Se è vero che vivere la città è sempre più faticoso, soprattutto per gli anziani, è sempre più necessario incentivare nuovi modi per vivere la città che tengano conto in modo responsabile dell’esistenza degli anziani, riconoscendo loro “i diritti di una piena cittadinanza, che li incoraggi e li sostenga nei loro bisogni e aspirazioni in modo da compensare i cambiamenti fisici al fine di un invecchiamento attivo, sociale, culturale ed economico” (Abitare e anziani, 1/2017: 3).
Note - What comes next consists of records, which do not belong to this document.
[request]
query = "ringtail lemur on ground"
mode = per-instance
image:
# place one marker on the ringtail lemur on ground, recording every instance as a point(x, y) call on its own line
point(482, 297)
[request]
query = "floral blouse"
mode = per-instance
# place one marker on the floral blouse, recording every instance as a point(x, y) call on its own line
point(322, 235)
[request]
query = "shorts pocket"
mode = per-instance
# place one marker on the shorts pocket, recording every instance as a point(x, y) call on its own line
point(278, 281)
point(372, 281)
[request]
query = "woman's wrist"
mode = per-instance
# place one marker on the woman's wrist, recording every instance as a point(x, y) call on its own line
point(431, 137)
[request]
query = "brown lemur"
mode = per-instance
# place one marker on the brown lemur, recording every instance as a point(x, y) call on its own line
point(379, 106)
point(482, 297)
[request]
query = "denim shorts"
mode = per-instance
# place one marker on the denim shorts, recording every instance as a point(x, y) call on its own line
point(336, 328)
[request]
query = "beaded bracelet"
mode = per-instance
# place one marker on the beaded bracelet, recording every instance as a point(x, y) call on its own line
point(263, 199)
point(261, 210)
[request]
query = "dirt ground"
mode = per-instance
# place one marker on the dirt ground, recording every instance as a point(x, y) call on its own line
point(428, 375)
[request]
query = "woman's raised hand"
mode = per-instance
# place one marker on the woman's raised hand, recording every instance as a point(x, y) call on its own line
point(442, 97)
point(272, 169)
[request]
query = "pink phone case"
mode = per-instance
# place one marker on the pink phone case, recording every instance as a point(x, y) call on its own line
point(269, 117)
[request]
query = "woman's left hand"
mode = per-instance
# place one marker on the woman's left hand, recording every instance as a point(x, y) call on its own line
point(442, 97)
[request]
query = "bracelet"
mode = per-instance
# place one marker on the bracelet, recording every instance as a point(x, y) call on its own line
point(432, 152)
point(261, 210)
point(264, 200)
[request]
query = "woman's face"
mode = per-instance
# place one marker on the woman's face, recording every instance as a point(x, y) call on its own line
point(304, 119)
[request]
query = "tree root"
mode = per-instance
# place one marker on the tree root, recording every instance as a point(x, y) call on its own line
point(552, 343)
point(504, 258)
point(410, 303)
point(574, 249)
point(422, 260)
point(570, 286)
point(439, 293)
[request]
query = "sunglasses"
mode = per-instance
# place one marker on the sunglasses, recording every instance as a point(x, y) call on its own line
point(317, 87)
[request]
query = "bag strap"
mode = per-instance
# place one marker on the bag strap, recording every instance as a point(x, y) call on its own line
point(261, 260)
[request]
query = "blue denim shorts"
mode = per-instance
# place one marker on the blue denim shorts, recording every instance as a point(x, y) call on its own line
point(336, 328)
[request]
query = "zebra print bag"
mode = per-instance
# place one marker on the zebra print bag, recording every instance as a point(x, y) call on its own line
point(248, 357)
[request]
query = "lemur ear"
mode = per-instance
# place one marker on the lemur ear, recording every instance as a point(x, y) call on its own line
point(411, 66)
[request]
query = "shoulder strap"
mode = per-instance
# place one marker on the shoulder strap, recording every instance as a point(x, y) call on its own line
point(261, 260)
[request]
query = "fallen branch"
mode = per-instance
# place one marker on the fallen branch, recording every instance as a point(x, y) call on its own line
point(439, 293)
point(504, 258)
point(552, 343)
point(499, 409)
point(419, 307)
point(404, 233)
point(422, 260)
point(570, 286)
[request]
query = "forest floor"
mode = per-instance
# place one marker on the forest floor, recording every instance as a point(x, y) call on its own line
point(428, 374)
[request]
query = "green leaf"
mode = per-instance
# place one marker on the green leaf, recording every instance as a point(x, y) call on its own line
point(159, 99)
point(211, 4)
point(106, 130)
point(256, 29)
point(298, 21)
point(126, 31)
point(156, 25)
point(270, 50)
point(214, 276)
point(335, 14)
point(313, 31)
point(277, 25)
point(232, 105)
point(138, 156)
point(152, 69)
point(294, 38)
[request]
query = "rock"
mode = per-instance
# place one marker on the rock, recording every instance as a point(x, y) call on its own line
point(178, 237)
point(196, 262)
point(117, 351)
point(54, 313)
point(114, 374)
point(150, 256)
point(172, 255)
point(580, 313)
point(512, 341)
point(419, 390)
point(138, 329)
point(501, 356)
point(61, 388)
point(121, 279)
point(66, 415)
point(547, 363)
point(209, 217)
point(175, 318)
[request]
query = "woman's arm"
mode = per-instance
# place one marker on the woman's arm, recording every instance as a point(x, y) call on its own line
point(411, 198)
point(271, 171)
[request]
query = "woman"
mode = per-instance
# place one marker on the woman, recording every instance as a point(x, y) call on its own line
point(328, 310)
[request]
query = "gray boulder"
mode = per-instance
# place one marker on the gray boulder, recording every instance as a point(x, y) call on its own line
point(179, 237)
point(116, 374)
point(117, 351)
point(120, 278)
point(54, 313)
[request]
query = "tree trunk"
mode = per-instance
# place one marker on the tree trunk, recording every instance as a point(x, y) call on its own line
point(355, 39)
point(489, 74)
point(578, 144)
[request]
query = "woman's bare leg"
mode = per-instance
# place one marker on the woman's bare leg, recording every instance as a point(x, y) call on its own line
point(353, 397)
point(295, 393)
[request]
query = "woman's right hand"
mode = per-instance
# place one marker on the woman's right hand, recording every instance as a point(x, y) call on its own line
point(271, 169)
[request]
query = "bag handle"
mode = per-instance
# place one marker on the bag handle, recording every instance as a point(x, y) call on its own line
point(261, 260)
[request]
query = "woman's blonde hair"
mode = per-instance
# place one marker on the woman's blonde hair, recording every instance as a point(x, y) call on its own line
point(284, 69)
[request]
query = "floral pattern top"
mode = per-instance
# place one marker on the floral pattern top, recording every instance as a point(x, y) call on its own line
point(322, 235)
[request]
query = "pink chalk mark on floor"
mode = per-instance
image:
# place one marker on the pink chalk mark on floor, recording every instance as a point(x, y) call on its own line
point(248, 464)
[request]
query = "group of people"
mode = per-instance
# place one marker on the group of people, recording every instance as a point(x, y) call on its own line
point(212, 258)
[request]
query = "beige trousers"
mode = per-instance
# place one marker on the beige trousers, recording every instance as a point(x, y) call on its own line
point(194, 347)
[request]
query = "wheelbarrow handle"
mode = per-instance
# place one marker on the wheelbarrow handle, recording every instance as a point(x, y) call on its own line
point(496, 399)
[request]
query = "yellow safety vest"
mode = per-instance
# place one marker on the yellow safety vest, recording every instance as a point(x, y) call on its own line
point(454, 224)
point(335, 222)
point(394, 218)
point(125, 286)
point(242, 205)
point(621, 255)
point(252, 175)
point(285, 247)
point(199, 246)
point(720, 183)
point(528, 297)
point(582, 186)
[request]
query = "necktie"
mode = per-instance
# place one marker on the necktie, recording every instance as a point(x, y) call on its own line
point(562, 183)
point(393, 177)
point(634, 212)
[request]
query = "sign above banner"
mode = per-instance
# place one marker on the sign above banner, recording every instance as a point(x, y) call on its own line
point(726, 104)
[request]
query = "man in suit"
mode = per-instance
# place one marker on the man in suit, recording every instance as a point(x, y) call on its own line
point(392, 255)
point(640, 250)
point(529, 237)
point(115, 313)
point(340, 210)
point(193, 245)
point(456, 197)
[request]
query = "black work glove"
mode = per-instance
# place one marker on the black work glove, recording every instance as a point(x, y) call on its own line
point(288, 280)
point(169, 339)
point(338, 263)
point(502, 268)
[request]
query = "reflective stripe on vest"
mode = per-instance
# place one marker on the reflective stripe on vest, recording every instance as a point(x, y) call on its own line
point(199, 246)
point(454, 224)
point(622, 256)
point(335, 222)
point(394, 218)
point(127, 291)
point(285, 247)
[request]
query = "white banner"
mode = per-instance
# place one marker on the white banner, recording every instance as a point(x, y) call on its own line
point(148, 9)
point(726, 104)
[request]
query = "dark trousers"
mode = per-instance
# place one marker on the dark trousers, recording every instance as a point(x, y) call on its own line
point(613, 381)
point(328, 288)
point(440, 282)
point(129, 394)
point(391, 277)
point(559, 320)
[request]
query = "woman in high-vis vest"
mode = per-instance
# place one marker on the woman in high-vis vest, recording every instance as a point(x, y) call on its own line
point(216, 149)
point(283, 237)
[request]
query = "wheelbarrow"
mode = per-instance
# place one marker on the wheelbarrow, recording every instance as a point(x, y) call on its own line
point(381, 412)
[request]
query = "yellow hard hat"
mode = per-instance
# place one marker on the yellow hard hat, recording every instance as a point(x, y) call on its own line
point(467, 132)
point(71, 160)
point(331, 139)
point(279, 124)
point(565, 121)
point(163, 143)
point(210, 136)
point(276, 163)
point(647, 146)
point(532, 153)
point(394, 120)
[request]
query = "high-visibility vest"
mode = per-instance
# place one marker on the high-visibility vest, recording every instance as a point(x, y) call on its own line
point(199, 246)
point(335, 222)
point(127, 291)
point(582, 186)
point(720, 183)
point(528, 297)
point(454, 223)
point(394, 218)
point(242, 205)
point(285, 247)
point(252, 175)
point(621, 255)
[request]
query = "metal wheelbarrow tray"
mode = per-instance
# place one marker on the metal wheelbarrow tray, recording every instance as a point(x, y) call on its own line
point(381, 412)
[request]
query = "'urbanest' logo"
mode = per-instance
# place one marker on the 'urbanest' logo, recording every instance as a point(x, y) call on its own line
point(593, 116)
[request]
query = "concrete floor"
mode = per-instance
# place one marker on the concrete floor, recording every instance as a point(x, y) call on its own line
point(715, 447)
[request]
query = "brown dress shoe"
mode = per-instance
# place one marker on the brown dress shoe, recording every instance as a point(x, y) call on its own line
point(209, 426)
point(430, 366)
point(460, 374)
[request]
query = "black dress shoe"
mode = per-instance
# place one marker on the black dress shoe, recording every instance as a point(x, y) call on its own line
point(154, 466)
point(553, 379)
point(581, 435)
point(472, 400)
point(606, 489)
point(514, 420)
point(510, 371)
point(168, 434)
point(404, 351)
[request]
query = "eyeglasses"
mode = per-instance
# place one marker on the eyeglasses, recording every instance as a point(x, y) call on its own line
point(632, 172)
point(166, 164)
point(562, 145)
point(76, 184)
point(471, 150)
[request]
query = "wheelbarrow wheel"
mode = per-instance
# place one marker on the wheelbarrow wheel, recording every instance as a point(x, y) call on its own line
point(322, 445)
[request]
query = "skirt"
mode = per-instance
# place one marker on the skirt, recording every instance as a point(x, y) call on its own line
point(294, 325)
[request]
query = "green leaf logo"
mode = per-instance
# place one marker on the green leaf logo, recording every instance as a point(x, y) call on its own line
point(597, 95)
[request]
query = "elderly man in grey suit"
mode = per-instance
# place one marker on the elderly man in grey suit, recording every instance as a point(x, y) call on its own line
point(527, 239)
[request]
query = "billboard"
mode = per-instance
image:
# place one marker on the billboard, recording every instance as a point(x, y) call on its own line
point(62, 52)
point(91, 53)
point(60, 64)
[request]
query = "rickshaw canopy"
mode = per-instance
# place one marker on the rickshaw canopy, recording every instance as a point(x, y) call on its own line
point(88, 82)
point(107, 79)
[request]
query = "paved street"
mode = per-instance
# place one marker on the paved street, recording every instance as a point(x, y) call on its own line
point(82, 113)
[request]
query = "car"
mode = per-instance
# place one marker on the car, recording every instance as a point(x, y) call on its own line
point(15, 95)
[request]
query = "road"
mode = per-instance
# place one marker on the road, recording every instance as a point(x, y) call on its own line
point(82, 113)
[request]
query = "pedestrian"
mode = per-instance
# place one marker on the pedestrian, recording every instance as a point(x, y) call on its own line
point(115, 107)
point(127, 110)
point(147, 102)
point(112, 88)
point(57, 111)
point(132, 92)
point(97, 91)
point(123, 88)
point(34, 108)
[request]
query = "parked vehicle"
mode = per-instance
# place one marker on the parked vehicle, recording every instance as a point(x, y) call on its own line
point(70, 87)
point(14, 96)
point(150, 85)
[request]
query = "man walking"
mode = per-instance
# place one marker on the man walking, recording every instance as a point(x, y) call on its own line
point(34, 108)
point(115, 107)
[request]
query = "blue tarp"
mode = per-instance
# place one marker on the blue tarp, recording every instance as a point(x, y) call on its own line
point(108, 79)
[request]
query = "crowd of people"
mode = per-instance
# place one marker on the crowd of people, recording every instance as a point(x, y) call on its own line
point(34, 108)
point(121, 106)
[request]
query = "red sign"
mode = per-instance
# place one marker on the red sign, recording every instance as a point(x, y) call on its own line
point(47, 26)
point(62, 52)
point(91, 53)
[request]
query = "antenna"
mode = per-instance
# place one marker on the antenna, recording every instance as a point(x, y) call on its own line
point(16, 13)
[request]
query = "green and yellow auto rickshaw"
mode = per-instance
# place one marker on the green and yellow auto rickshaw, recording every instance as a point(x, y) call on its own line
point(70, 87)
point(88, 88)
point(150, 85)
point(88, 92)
In conclusione dell’editoriale della guida dell’OMS “Global Age-friendly Cities” si legge:
“Il vero problema consiste allora nel domandarsi quali siano le caratteristiche che il contesto urbano deve assumere perché l’anziano autosufficiente possa conservare la libertà economica, l’autorità e il rispetto di chi lo circonda, l’autonomia, la dignità e le connessioni sociali necessari, da un lato per il suo benessere e dall’altro per la sua capacità di concorrere alla creazione di ricchezza e benessere individuale e collettivo”.
Claudio Falasca propone alcune interessanti parole d’ordine che dovrebbero essere tenute in considerazione per la progettazione di ambienti urbani a misura di anziano:
“facilitare”, nel senso di favorire politiche, servizi strutture in grado di sostenere gli anziani da più punti di vista, dall’espressione delle proprie capacità, alla risposta ai bisogni, alla protezione delle persone più vulnerabili;
“anticipare”, nel senso di pensare ad ambienti che siano già preparati e predisposti per accogliere “utenti con capacità diverse anziché essere concepiti per una persona (cioè per un giovane maschio) che si trovi nella “media” immaginaria”;
“rispettare”, nel senso di favorire il rispetto e la considerazione degli anziani ovunque, anche negli ambienti e nei servizi delle strutture assistenziali;
“promuovere”, nel senso di creare città favorevoli per gli anziani, che ne promuova l’inserimento e il contributo (Auser, 2016).
A fronte della crisi del welfare sopra descritta e della situazione di impasse causata dal circolo vizioso del ricorso all’istituzionalizzazione, la ricerca di nuovi modi di vivere la città deve andare in direzione dell’adozione di strategie di welfare leggero, ovvero di strategie che facciano leva su quel “mix di programmi di protezione e investimenti sociali a finanziamento non pubblico, forniti da una vasta gamma di attori economici e sociali, collegati in reti con un forte ancoramento territoriale – da qui l’espressione “welfare di comunità” – ma aperte al confronto e alle collaborazioni trans-locali, al limite di raggio europeo” (Ferrera, Maino, 2011: 18).
L’idea è quella di affiancare alle strategie tradizionali di welfare, logiche di sviluppo maggiormente spontanee, in grado di rispondere efficacemente ai bisogni emergenti della popolazione umana. In tal senso, la ricerca di nuovi modi di vivere la città ha a che fare inevitabilmente con la possibilità di mobilitare risorse aggiuntive, che provengano in modo particolare dallo sviluppo del capitale relazionale e sociale.